AI needs moral oversight beyond tech labs, says Anthropic co-founder Chris Olah at Vatican
New Delhi, May 26
Anthropic co-founder Chris Olah has called for broader global oversight of artificial intelligence, warning that the technology raises questions that extend far beyond computer science and into ethics, philosophy, governance and human dignity.
Speaking during the presentation of Pope Leo XIV's first AI-focused encyclical, Magnifica Humanitas: On Safeguarding the Human Person in the Time of Artificial Intelligence, at the Vatican, Olah said AI development cannot remain solely in the hands of technology companies.
"The questions raised by AI are bigger than the AI research community," Olah said, adding that the technology's implications require engagement from "religion, philosophy, and society at large."
The Anthropic co-founder stressed that modern AI systems are fundamentally different from traditional engineered systems.
"AI systems are not engineered the way a bridge or an airplane is engineered," he said. "They are grown, on a structure roughly modeled after the brain, on an enormous inheritance of human thought and speech."
Highlighting the rapidly evolving nature of AI, Olah said researchers continue to discover "mysterious, even unsettling" behaviours inside advanced AI models.
"We find structures that mirror results from human neuroscience. We find evidence of introspection," he said.
Olah further noted that some AI systems appear to exhibit internal states resembling human emotions.
"We find internal states that functionally mirror joy, satisfaction, fear, grief, and unease," he said, while cautioning that researchers still do not fully understand what those discoveries mean.
The Anthropic executive warned that AI-driven disruption of global labour markets could emerge as one of the defining moral and economic challenges of the coming decades.
"There is a real possibility that AI will displace human labor at very large scale," he said.
Calling for collective responsibility, Olah urged governments, scholars, civil society groups and religious institutions to play a stronger role in shaping AI governance.
"We need informed critics who will tell the labs when we are failing," he said. "We need moral voices that the incentives cannot bend."
Pope Leo XIV's encyclical has emerged as one of the Catholic Church's strongest interventions on the ethical implications of AI, including concerns around labour displacement, concentration of technological power and the risks posed by autonomous systems.
The Vatican event marked a rare collaboration between a leading AI company and religious leadership, underscoring growing global concern over the social impact of rapidly advancing AI technologies.
According to Olah, the debate around AI must remain centred on humanity itself.
"If this technology is coming, it must go well -- for our common home, and for the children to come," he said.
— ANI
Reader Comments
"AI systems are not engineered the way a bridge or an airplane is engineered.
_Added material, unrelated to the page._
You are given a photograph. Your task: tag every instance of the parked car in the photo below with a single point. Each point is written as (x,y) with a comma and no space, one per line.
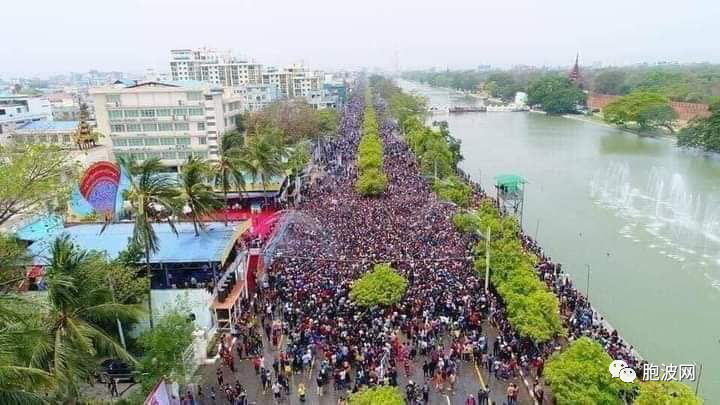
(115,368)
They are grown." This is so true. We treat AI like a tool, but it's more like a child we're raising without values. Ethical oversight is not just a Vatican concern - it's a global necessity. India's ancient wisdom on consciousness and ethics could contribute meaningfully here.
Interesting perspective from Olah. But I'm skeptical of any tech CEO speaking at Vatican events. Let's not forget Anthropic is still a for-profit company. We need regulatory oversight, not just moral sermons from people who benefit from AI growth. Actions speak louder than encyclicals.
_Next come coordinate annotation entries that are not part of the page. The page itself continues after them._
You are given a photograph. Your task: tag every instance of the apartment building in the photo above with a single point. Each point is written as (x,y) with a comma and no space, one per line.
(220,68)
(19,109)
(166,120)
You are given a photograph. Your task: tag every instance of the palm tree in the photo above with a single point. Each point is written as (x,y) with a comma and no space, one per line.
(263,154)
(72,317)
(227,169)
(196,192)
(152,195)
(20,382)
"We need moral voices that the incentives cannot bend." - This line hits hard. In India, we see how quickly AI is adopted without ethical frameworks. Banks using AI for loan approvals, companies using it for hiring... discrimination is creeping in. Religion and philosophy must be part of this conversation. Well said, Chris Olah. 👏
Good to see the Vatican taking a stand! But let's be honest - India needs its own AI ethics framework rooted in our constitutional values and cultural context. The West talks about "human dignity" while their companies exploit cheap Indian labor for AI training. We need to be cautious about global solutions that might ignore local realities.
The comparison between AI and traditional engineering is spot on. We can't regulate AI the same way we regulate bridges because we don't fully understand how it works. It's growing, not building. That's genuinely unsettling. And yes, the labour displacement issue is massive - my friends in Bangalore's tech parks are already worried.